My experiences of ministry have taught me that those things I find most difficult and stressful are what many prize in a presbyter. That is not to say that my other ‘gifts’ haven’t been acknowledged or even prized by congregations and colleagues, but never to the extent that they make up for my shortfalls in other areas. I had thought that the progress made in disability awareness and legislative protection would mean that I could at last been freed from some of those expectations which had left me feeling guilty or inadequate and receive the right kind of support. Sadly, I have instead been met with an unwillingness to take my difficulties seriously, resistance to requests for adjustments or providing support and, to my utter surprise, even open hostility.
Now, most people know that I am not one to shirk a fight, but there are some battles that are simply too costly.
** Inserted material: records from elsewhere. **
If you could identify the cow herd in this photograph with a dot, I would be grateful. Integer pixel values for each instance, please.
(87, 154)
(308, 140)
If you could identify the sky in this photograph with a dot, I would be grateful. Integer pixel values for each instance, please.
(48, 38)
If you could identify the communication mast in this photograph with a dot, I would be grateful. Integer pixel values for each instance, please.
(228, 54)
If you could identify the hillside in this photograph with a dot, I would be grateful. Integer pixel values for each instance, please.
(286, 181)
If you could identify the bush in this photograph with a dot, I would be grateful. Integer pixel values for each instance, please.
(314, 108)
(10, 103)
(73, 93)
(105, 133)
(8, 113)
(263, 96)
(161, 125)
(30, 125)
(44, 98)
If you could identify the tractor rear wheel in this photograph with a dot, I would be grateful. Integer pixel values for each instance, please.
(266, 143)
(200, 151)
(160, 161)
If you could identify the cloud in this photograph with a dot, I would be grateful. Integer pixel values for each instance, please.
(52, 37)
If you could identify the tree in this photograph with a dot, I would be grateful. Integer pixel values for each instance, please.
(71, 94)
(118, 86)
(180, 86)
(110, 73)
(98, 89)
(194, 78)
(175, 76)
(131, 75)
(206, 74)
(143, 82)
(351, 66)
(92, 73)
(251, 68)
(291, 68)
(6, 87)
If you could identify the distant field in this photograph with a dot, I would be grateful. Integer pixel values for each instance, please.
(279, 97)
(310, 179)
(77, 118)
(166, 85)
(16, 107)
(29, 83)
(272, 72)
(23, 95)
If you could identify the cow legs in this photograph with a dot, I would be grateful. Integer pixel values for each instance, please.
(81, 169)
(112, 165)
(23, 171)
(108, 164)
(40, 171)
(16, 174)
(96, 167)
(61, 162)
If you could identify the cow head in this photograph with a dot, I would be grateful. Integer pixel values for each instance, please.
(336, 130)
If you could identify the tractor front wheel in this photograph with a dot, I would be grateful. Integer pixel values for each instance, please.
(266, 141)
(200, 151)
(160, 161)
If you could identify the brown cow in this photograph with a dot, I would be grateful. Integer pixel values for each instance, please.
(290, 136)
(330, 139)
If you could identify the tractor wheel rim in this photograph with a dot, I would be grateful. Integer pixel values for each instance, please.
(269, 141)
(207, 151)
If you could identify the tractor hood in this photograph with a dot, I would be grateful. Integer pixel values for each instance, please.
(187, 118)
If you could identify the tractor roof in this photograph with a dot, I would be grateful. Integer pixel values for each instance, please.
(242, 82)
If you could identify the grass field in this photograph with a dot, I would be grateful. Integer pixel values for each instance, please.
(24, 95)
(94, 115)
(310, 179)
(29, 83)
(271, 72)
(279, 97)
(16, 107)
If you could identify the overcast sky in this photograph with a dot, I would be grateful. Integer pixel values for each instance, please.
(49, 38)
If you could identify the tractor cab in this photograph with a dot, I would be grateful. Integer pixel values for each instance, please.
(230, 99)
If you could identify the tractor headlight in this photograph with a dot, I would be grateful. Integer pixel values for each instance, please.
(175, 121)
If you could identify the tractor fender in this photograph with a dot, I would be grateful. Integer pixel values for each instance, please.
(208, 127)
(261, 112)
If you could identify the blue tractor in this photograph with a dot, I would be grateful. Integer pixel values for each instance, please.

So, I am confronted with the choice that Moses laid before the people in Deuteronomy 30:15:
See, I set before you today life and prosperity, death and adversity.
I know that makes me sound like a drama queen, but the choice I face feels that stark and the consequences that serious. In order to choose the life-giving path, I must try to separate out the vocation to ministry that is still so central to my life from the form of presbyteral ministry offered by the British Connexion. In many ways, this process gives shape to the decision of the SAC to designate me Without Appointment, which I understand as both an affirmation of my continuing call to presbyteral ministry and an acknowledgement that the Connexion currently cannot find me a place to minister.
As we begin a new year, I wish the future were most secure, but there is enough in Scripture to suggest that we can only receive God’s future if our hands are empty, having let go of the past. I am writing this, in part, to acknowledge what has happened and to seek to let go of it. I have also been working an a ‘Liturgy for Leaving Circuit Ministry’ that I hope to share when it is ready. I know others have reached a similar point to me, although their journey has been different, and many have already trod the path which, for me, lies ahead. I thank them for their courage and inspiration to take the tremendous risk of falling into the hands of the loving God.